Opinião
Mécia e Jorge
O espólio de Jorge de Sena foi entregue pela viúva, Mécia, à Biblioteca Nacional. Será bom que o País saiba agradecer este acervo, certamente notável, de documentos, manuscritos, cartas e livros que fizeram parte da vida do grande escritor. Da vida dele e de Mécia, a mulher que recusou ser o lugar de espera para ser a activa companheira de uma singularíssima aventura intelectual e moral.
O espólio de Jorge de Sena foi entregue pela viúva, Mécia, à Biblioteca Nacional. Será bom que o País saiba agradecer este acervo, certamente notável, de documentos, manuscritos, cartas e livros que fizeram parte da vida do grande escritor. Da vida dele e de Mécia, a mulher que recusou ser o lugar de espera para ser a activa companheira de uma singularíssima aventura intelectual e moral.
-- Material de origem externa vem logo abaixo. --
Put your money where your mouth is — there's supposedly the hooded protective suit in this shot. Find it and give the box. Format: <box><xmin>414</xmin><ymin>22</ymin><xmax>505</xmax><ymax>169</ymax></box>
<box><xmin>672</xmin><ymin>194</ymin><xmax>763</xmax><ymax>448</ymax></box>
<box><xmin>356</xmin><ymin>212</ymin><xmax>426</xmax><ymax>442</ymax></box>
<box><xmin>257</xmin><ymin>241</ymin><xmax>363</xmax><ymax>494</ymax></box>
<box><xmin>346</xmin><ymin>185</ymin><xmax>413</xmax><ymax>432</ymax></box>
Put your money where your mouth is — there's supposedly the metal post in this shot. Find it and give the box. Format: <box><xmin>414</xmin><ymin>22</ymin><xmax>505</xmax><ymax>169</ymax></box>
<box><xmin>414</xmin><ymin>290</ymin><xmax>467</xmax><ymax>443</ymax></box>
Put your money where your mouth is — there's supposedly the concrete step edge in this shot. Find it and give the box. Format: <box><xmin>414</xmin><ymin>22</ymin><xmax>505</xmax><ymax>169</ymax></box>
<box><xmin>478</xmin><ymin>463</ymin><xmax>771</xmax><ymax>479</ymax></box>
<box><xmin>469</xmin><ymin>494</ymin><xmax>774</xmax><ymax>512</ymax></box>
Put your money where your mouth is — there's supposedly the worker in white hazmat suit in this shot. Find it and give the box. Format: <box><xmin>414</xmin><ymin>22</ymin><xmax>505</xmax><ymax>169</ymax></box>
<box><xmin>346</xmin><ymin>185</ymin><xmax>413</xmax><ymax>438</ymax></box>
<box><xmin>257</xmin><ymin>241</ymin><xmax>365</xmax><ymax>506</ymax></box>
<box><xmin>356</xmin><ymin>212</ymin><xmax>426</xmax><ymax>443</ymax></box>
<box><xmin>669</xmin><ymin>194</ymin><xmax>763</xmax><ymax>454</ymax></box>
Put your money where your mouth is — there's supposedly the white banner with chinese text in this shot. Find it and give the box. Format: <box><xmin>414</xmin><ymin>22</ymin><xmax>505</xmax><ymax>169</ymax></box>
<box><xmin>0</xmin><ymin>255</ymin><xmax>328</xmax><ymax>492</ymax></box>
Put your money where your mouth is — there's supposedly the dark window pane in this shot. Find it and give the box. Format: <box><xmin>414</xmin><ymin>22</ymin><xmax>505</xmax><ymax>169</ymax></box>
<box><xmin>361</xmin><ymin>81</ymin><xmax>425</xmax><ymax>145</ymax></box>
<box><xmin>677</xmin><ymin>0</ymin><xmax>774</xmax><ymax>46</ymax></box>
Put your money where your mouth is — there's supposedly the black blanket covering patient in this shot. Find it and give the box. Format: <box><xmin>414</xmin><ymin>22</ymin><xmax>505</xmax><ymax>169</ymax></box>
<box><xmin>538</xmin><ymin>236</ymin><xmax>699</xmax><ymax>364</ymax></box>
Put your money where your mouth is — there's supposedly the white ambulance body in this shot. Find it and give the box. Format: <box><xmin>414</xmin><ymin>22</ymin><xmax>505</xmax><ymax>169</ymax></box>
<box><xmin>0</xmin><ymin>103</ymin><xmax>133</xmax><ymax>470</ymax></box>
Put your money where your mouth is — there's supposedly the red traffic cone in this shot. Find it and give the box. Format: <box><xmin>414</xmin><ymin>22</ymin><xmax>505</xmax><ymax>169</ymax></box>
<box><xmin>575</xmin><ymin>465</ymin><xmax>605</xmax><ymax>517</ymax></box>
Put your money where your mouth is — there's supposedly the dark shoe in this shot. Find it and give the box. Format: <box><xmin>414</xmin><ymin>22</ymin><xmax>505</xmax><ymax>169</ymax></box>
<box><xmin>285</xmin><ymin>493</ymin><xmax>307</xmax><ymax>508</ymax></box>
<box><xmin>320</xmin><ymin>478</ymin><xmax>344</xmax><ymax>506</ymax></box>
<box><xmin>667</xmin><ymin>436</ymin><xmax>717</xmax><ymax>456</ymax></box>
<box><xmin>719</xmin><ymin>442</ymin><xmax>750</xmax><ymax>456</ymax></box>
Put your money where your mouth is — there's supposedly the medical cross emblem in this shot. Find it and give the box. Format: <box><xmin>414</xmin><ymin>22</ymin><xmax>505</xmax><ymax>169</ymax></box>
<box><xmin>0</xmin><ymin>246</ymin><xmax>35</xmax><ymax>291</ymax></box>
Mécia de Sena, a D. Mécia como é comummente tratada, proporcionou ao marido tudo quanto ele necessitava para produzir uma obra absolutamente invulgar. Cuidou do silêncio numa casa cheia de filhos; defendeu a privacidade de um escritor que sabia, como poucos, conversar com a eternidade das coisas; organizou a economia doméstica de um lar onde a abundância nunca fora sobejo; evitou o atrito, as mortificantes quezílias quotidianas; andou com ele de um para outro lado, sofrendo as vicissitudes de uma vida invulgarmente desafiadora. Mécia de Sena foi, sempre; e esteve, sempre.
É imperioso que se fale desta mulher extraordinária, com admirável talento para a escrita (conheço alguns textos de sua autoria, que, há tempos me ofereceu), que viveu e vive para defender a obra e a memória do marido. Conheci-a em 1977, durante as comemorações do 10 de Junho, que tiveram outro cariz devido à influência do Presidente Ramalho Eanes. Nessa oportunidade, Jorge de Sena, convidado oficial do Presidente, proferiu o famoso Discurso da Guarda, um poderoso documento cuja leitura deveria ser constante objecto de afeição e de estudo.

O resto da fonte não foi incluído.